Strona:Rudyard Kipling - Księga dżungli (1931).djvu/22

Z Wikiźródeł, wolnej biblioteki
Ta strona została skorygowana.

— Wszedł tutaj, tu wszedł, łaskawy panie!
— Shere Khan czyni nam wielki zaszczyt swą obecnością — przemówił Ojciec Wilk, ale z oczu bił mu wielki gniew. — W jakimże celu Shere Khan do nas zawitał?
— Po moją zdobycz — odpowiedział Shere Khan. — Tędy przechodziło szczenię ludzkie. Jego rodzice zbiegli przede mną. Oddajcie mi je!
Prawdziwe były słowa Ojca Wilka: Shere Khan skoczył był na ognisko drwala i poparzył sobie stopy — a ból stąd powstały przywiódł go do wściekłości.

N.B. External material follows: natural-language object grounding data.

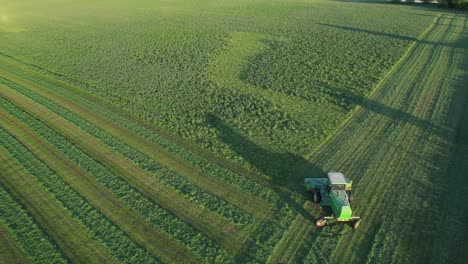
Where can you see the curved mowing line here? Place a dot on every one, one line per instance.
(10, 249)
(243, 200)
(71, 237)
(131, 222)
(204, 220)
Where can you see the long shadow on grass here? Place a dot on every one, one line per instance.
(286, 171)
(396, 36)
(399, 116)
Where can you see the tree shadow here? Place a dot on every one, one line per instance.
(395, 36)
(397, 115)
(286, 171)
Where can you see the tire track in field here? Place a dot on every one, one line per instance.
(144, 233)
(52, 217)
(215, 227)
(349, 145)
(10, 250)
(410, 135)
(246, 201)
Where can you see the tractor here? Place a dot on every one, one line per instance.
(335, 191)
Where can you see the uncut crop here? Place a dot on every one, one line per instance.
(181, 131)
(161, 73)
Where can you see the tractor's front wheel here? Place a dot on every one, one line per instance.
(321, 222)
(356, 224)
(316, 196)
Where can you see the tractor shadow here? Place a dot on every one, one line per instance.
(285, 171)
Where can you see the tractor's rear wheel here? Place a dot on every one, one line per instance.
(321, 222)
(356, 224)
(316, 196)
(350, 196)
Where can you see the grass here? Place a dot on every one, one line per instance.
(390, 177)
(247, 202)
(217, 228)
(77, 244)
(189, 125)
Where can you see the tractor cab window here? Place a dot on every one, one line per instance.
(338, 187)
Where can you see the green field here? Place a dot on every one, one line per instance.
(180, 131)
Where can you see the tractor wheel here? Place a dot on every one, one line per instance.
(356, 224)
(321, 222)
(316, 196)
(350, 196)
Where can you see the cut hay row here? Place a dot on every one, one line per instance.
(212, 225)
(71, 179)
(25, 232)
(71, 237)
(369, 135)
(199, 158)
(10, 249)
(160, 218)
(399, 185)
(164, 175)
(245, 201)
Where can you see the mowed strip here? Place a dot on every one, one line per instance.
(428, 92)
(78, 245)
(10, 64)
(214, 226)
(144, 233)
(10, 250)
(361, 139)
(193, 174)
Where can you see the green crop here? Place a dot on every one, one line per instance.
(28, 234)
(196, 122)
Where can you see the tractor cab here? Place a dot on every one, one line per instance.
(333, 191)
(337, 182)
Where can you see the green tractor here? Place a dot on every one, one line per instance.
(335, 192)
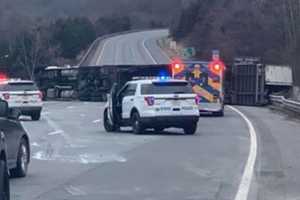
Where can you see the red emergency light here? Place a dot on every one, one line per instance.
(217, 66)
(177, 66)
(3, 77)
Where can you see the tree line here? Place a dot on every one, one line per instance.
(56, 43)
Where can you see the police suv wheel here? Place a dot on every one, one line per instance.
(158, 130)
(191, 129)
(4, 181)
(22, 160)
(137, 127)
(108, 126)
(36, 116)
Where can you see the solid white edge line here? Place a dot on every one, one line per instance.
(244, 187)
(148, 52)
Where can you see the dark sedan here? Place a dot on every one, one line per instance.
(4, 175)
(17, 141)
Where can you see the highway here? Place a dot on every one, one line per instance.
(251, 153)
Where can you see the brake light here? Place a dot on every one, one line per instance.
(150, 101)
(3, 78)
(197, 100)
(6, 96)
(217, 66)
(40, 95)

Atoli Ojciec Wilk wiedział, że wylot jaskini był nazbyt wąski, by tygrys mógł się przezeń przedostać. Nawet w tem miejscu, gdzie Shere Khan w danej chwili się znajdował, było tak ciasno, iż cztery łapska i tułów zwierzęcia nie miały najmniejszej swobody działania... W podobnem położeniu byłby człowiek, któryby chciał walczyć, wlazłszy do beczki.
— Wilki są wolnem plemieniem — odrzekł Ojciec Wilk; — przeto podlegają rozkazom Naczelnika Gromady, a nie pierwszego lepszego pręgatego bydłobójcy. Ludzkie szczenię do nas należy... i możemy je zabić, jeśli taka nasza wola.
— Wasza wola i nie wasza wola! Co tu gadać o czyjejś woli? Na buhaja, któregom zabił! Czyż mam tu stać z nosem wetkniętym w waszą psią norę, by wypraszać to, co mi się prawnie należy?! To ja, Shere Khan, do was mówię!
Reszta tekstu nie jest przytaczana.